Update: identifying as non-binary for work award

999 replies

Somerville1234 · 03/04/2019 02:02

Can't find the old thread... but anyway, there's an award/opportunity at work, only for people who are LGBT+++. I don't remember all the categories but they included genderqueer, genderfluid and genderfree. Also K, which I'm reliably informed stands for kink lifestyle. I don't understand why someone would need a special thing at work for getting off on weeing and whips (?? I don't watch porn, I don't have a clue), but maybe I'm just old fashioned. Anyway, old fashioned or not, I'm gender free because I don't believe in gender. And I wanted the professional opportunity. (Forgive me for the vagueness - being careful because of doxxing.) And you lot were encouraging...

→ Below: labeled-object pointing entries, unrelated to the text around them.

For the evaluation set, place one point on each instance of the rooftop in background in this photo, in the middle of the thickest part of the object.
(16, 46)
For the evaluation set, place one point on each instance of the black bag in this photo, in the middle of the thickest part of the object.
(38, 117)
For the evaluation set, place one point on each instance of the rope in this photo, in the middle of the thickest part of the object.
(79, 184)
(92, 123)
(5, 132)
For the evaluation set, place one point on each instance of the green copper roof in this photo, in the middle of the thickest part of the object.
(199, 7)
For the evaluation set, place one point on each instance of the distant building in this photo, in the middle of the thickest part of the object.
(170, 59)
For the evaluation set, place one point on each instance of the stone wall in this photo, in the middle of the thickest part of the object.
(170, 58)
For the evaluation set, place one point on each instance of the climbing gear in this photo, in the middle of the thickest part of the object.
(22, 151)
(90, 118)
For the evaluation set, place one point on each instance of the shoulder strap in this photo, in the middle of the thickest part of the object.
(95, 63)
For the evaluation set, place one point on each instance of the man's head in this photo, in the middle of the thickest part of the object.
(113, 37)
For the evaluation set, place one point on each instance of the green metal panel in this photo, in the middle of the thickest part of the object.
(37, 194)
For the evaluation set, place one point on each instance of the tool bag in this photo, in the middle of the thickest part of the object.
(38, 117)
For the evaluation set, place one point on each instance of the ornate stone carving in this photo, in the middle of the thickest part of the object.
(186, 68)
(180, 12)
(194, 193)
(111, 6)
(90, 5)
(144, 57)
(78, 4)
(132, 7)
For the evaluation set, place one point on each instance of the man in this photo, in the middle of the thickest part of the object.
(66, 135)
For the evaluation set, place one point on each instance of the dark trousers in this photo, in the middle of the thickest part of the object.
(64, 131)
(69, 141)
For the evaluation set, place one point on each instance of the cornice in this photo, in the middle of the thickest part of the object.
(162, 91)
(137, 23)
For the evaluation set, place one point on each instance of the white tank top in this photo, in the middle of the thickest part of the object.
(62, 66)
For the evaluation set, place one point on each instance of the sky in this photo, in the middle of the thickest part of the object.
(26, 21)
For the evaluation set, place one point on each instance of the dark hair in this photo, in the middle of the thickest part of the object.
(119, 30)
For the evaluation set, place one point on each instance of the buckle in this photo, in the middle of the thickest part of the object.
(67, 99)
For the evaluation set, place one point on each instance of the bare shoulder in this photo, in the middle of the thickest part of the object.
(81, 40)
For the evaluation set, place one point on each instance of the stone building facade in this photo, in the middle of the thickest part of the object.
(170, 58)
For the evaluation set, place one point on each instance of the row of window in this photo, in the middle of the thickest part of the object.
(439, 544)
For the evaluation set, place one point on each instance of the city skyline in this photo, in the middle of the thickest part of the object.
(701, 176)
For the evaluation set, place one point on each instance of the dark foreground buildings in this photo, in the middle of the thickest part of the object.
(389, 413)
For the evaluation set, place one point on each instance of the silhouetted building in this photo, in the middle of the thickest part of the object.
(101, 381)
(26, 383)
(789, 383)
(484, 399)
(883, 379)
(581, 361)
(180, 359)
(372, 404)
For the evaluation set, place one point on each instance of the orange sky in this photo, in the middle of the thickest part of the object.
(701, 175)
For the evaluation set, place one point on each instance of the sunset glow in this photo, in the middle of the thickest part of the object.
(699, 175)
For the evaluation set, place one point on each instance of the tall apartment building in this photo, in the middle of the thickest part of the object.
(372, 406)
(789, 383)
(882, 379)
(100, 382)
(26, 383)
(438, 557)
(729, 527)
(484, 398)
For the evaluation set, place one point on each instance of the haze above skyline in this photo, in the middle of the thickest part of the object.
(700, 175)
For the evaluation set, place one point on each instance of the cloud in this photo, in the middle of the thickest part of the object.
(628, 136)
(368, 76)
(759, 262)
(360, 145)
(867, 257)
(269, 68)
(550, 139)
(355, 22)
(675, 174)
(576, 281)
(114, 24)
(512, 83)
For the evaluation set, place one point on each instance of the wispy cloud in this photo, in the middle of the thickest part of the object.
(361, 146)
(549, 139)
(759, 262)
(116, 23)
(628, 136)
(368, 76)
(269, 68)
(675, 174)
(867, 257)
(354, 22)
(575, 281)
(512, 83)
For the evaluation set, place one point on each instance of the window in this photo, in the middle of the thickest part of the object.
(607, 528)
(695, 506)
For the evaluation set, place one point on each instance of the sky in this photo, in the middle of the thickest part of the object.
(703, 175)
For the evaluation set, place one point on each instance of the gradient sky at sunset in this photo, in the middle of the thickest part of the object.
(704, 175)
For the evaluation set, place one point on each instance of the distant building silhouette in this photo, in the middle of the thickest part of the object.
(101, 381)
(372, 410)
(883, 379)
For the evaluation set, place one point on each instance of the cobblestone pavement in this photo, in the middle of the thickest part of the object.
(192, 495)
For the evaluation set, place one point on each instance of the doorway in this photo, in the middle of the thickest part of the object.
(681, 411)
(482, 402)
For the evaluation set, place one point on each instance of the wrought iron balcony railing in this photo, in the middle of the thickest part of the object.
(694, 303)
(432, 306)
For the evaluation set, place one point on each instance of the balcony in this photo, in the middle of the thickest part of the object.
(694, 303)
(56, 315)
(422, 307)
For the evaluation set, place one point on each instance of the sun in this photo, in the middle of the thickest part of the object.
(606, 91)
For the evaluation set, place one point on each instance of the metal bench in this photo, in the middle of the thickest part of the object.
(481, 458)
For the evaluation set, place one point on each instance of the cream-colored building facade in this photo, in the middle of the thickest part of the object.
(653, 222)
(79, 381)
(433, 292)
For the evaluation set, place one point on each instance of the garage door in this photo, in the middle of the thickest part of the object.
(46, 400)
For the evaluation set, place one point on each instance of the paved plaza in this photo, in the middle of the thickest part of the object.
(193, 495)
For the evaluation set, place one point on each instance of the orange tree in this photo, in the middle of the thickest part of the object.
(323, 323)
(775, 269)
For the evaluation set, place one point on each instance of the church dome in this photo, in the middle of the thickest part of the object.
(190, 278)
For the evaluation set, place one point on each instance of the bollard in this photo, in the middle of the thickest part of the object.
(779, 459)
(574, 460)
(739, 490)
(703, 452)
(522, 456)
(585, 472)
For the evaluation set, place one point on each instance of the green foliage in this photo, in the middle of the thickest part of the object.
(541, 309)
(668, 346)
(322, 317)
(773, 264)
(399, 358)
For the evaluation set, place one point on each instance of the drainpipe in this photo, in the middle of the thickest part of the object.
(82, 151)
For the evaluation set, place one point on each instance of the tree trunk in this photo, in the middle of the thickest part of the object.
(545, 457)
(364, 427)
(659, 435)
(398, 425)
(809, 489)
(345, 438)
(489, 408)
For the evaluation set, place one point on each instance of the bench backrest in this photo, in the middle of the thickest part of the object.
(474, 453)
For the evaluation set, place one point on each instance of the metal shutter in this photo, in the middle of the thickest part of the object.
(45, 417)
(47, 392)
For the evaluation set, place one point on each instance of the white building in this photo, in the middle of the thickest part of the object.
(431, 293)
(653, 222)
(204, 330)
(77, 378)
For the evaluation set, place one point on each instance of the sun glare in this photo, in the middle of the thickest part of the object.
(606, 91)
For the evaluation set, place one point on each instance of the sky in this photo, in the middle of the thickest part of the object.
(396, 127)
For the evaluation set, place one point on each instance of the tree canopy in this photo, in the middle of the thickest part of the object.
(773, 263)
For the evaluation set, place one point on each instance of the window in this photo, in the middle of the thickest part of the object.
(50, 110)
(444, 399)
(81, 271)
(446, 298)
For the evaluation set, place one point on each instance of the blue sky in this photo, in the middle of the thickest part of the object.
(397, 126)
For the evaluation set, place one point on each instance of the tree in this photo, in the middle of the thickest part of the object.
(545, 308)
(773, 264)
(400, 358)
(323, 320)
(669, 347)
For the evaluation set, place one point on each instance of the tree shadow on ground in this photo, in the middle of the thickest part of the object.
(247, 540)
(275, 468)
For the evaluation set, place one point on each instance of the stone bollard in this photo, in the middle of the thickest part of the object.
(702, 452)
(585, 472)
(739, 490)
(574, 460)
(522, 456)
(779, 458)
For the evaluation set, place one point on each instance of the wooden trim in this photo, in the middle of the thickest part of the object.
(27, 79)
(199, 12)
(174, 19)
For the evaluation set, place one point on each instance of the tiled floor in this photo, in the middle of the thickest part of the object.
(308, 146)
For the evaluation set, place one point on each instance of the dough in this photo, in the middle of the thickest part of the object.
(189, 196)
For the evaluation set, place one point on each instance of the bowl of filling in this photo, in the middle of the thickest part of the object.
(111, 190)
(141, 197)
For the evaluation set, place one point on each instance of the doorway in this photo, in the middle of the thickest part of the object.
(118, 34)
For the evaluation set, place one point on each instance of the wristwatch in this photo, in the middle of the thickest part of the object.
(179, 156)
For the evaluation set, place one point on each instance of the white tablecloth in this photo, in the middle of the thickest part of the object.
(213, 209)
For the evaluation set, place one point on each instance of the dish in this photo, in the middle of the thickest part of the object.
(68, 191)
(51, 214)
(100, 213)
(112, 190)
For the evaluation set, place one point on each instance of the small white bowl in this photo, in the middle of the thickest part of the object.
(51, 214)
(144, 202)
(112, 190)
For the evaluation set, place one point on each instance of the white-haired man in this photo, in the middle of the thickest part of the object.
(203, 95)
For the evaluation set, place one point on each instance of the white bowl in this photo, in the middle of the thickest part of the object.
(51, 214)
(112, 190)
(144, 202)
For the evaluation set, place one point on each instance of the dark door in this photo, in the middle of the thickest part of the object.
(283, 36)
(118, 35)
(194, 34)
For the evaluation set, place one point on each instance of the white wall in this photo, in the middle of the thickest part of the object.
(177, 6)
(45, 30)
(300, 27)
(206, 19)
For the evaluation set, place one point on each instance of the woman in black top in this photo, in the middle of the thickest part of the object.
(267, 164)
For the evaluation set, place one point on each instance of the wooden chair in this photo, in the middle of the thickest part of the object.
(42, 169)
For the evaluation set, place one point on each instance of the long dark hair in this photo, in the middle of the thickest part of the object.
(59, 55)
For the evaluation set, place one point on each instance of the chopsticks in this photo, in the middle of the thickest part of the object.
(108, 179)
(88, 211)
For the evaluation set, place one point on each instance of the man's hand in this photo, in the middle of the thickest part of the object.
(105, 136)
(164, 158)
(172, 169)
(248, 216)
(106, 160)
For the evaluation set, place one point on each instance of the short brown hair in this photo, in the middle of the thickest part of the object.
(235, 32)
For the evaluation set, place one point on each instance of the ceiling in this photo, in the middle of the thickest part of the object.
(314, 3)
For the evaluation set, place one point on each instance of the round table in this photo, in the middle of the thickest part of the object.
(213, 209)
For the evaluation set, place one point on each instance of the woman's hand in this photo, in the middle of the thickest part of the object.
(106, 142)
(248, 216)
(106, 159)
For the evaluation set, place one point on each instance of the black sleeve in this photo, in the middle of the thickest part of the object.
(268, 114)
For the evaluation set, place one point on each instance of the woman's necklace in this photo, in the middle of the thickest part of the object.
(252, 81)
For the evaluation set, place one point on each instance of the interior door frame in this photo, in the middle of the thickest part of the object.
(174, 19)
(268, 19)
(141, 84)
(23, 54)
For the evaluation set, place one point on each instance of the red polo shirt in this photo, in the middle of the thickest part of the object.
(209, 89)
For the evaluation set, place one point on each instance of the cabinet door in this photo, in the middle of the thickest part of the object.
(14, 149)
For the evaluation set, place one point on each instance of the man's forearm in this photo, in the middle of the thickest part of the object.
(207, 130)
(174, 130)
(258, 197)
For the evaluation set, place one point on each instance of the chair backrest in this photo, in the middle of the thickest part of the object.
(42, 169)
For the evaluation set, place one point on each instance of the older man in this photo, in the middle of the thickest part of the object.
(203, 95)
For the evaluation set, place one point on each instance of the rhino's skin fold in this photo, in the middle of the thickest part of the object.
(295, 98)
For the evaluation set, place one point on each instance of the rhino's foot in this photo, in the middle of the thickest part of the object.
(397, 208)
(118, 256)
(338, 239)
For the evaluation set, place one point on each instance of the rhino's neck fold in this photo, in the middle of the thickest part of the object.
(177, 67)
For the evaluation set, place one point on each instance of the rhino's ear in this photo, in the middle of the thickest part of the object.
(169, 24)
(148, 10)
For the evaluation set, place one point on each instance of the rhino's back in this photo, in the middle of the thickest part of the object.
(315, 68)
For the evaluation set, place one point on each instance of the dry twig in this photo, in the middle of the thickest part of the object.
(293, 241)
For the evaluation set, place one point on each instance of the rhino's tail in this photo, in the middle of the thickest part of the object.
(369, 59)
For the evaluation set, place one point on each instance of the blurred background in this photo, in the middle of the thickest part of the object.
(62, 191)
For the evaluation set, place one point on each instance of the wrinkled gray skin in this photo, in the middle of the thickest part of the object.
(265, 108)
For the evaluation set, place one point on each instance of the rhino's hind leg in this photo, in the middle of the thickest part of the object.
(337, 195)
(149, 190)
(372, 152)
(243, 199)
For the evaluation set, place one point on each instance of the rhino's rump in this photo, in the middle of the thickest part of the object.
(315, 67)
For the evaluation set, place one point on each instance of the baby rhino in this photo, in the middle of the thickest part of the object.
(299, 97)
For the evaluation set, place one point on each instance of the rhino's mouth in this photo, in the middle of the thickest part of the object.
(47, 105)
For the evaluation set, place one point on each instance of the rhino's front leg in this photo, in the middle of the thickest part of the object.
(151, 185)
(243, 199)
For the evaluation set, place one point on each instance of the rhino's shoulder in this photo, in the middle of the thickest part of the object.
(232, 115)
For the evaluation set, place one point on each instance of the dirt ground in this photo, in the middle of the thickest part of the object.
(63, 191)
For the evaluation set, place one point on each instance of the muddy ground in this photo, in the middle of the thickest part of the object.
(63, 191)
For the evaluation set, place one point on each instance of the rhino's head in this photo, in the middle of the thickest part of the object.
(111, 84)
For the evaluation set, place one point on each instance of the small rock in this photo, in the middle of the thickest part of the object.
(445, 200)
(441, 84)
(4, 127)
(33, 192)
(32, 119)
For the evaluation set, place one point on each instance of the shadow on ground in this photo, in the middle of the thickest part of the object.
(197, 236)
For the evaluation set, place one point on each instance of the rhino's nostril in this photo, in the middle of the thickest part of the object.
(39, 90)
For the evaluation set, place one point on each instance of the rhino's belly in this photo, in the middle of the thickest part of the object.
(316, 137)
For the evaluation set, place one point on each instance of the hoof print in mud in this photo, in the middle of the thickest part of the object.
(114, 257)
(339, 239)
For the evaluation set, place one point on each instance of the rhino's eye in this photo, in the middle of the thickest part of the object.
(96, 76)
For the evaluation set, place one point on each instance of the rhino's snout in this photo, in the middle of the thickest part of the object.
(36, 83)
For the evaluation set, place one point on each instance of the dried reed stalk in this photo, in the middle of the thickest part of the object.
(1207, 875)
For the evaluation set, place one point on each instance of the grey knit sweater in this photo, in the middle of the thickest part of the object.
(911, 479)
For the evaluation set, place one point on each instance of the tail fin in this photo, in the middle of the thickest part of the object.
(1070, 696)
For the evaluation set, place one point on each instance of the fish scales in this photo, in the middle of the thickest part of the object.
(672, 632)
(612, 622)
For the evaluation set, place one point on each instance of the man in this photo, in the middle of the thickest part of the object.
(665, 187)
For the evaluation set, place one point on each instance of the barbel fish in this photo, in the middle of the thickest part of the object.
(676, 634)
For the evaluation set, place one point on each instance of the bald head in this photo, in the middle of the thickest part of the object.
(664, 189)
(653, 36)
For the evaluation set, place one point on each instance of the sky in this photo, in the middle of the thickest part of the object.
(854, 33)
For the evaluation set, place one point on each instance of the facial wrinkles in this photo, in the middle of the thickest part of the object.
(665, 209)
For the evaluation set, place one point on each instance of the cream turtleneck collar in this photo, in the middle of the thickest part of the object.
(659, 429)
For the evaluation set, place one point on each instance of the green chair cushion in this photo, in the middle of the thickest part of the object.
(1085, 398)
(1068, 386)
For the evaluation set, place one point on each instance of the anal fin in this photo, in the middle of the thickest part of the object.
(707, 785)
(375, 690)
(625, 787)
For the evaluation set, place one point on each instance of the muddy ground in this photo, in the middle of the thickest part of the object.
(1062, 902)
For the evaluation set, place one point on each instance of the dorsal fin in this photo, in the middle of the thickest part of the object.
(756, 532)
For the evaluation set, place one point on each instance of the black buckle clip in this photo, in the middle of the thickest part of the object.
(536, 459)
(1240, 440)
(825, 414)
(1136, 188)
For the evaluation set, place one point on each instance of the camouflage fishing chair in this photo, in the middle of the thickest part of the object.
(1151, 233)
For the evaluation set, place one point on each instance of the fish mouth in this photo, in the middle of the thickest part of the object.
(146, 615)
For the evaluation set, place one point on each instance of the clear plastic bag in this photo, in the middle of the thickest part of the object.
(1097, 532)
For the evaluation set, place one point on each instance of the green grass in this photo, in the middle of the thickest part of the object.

I ended up applying - which didn't involve saying how I met the criteria, just ticking that I did. And then I was perpexedly approached by my woke boss.
(WB "Erm... so you realise that this is for LGBT+++ employees, Somer?"
S "Yes."
WB "Erm...it was my understanding you're a straight woman...?"
S "I'm genderfree and-"
WB: "Really?"
S "Yes, and I think I need to remind you that the staff handbook recommends that no-one should assume anybody elses's gender."
WB: "Oh, terribly sorry about that.")

I then had a lovely meeting with HR where they were very keen to update my pronouns on the system. I told them that being gender free I require the box beside gender to be left empty, but that I can accept female pronouns because that's my biological sex. They were happy with this novel idea Smile and to learn more about the difference between sex and gender. They young HR person didn't know they're not synonyms but he learns something new every day apparently.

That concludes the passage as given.